Article Preview
TopIntroduction
The availability of important experimental and computational facilities nowadays induces large-scale scientific projects to produce a never before observed amount of experimental and simulation data. This wealth of data needs to be structured and managed in a way that readily makes sense to scientists, so that relevant knowledge may be extracted to contribute to the scientific investigation process. Current data management technologies are clearly unable to cope with scientists' requirements (Stonebraker et al., 2009), despite the efforts the community has dedicated to the area. Such efforts can be measured by the community support to an international conference (SSDBM), running for almost 20 years on scientific and statistical database management, various workshops on associated themes, and important projects such as POSTGRES at Berkeley (Stonebraker and Rowe, 1986). All these initiatives have considerably contributed to extend database technology towards the support to scientific data management.
Giving such a panorama, one may ask what could be missing on the support to scientific applications from a database viewpoint. In this paper, we investigate this question from the perspective of data management support for the complete scientific life-cycle, from hypotheses formulation to experiment validation. As it turns out, efforts in this area have been steered towards supporting the in-silico experimental phase of the scientific life-cycle (Mattoso et al. 2010), involving the execution of scientific workflows and the management of the associated data and metadata. The complete scientific life-cycle extends beyond that, and includes the studied phenomenon, formulated hypotheses and computational models. The lack of support to these elements in current in-silico approaches leaves extremely important information out-of-reach of the scientific community.
This paper contributes to fill this gap, by introducing a scientific hypothesis conceptual model. In this model, the starting point of a scientific investigation is the natural phenomenon description. The studied phenomenon occurs in nature in some space-time frame, in which selected physical quantities are observed. Scientific hypotheses conceptually represent the scientific models a scientist conceives to explain the observed phenomenon. Testing hypotheses in-silico involves running experiments, representing the scientific models, and confronting simulated data with collected observations.
The proposed conceptual model is the basis for registering the complete scientific exploration life-cycle. The following benefits are brought by this approach:
- •
Extends the in-silico support beyond the experimental phase and towards the complete scientific life-cycle;
- •
Supports provenance information regarding scientific hypotheses evolution;
- •
Facilitates the communication among scientists in a research groups (by exposing their mental models);
- •
Supports the reproducibility of experiments (by enhancing the experiment metadata with hypotheses and models);
- •
Supports model steering (by investigating models evolution);
- •
Supports experiment result analyses (by relating models, models parameters and simulated results);
In order to illustrate the use of the proposed conceptual model, a case study is discussed, based on models of the human cardio-vascular system. The phenomenon is simulated by a complex and data intensive numerical simulation that runs for days to compute a single blood cycle on a cluster with 1200 nodes. The analyses of simulated results are supported by the SciDB (Cudre-Mauroux et al., 2009), multi-dimensional array database system.

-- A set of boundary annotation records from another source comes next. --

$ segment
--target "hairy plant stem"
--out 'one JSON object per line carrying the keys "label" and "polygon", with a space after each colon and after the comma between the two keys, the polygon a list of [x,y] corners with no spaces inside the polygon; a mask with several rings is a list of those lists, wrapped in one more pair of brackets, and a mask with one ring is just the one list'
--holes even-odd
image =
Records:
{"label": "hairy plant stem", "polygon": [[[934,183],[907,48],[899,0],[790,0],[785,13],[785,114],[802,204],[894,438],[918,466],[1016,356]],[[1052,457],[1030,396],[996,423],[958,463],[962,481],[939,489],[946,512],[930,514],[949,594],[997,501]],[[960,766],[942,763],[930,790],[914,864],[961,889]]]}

The remainder of this paper is structured as follows. Initially we discuss some related work. The next section describes a use case concerning the simulation of the human cardiovascular system. The Hypothesis Conceptual Model that integrates scientific hypotheses to the in-silico experiment entities is presented in the following section. This model is the base to develop a database prototype using SciDB in support of the cardio vascular scientific hypothesis, which is described next section. Finally, we conclude the paper with suggestions for future work.